David Vitter will need to overcome a lot of headwind to be elected Louisiana’s next governor on Saturday. The Republican senator trails his Democratic rival by double digits, can’t stop bragging about how his wife forgave him for having sex with prostitutes, and is saddled with the legacy of the state’s current GOP governor, Bobby Jindal, who boasts a 70 percent disapproval rating. But Vitter believes there’s one thing that can propel him past those obstacles and into the governor’s mansion – the fear of a coming tide of Syrian refugees.

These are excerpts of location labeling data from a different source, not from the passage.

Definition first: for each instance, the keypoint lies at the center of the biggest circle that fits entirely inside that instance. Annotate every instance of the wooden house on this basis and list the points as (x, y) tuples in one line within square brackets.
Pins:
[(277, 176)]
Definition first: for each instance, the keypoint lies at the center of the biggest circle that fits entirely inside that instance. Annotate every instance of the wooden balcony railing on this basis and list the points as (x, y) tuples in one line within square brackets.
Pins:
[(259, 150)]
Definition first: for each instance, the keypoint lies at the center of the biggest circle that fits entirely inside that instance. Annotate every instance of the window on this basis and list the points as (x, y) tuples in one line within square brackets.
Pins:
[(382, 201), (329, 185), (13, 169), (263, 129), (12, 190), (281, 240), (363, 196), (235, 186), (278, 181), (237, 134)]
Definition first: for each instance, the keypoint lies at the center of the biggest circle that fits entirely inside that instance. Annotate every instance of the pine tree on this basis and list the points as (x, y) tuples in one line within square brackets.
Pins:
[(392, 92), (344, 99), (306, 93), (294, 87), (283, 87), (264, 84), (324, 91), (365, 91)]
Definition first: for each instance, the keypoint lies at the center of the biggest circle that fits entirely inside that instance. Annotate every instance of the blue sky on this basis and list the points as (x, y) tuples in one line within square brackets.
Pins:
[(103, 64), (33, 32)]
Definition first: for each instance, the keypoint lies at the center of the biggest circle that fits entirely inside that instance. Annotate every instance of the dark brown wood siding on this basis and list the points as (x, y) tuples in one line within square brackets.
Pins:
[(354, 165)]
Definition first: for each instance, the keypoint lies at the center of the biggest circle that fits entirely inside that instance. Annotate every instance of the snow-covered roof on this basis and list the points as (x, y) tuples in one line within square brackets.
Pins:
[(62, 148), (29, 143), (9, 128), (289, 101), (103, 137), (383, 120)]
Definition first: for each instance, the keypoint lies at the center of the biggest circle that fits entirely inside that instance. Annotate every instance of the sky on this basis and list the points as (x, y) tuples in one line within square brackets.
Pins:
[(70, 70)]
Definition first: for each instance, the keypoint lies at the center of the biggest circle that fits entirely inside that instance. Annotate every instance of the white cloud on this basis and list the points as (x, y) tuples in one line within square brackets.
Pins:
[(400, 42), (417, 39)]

In the wake of the Paris attacks, Vitter’s opponent, Democratic state representative John Bel Edwards, published a Facebook post in which he vowed to help federal authorities “both accommodate refugees who are fleeing from religious persecution and ensure that all our people are safe.” Despite the fact that Edwards’s emphasis on “religious persecution” gestured toward the “Christians-only” refugee policy of Vitter supporter Ted Cruz, Facebook commenters nonetheless lambasted the Democrat as an enabler of Islamic terrorism. Edwards eventually revised “accommodate” to “assist,” and declared that no refugees should be allowed into Louisiana, pending more information on the screening process. But by then Vitter had what he saw as an opening.
The Vitter campaign released an ad Monday which features images from inside Stade de France on the night of the attacks, when there was a soccer match on. “One of the Paris ISIS terrorists entered France posing as a Syrian refugee,” a narrator intones. “David Vitter warned Obama of the danger of Syrian refugees weeks ago, and promised as governor, no Syrian refugees will enter Louisiana. John Bel Edwards has promised to work with Obama to bring Syrian refugees to Louisiana.”
Except: last night, a top European Union official announced that all of the known Paris attackers have been identified as European nationals, not undercover Syrian refugees. But as Dave Weigel notes in the Washington Post, the debate over refugees in Louisiana isn’t especially focused on established facts. On Monday, multiple state news blogs claimed that Louisiana had already taken in 10,000 Syrian refugees – a count that’s only off by 9,984.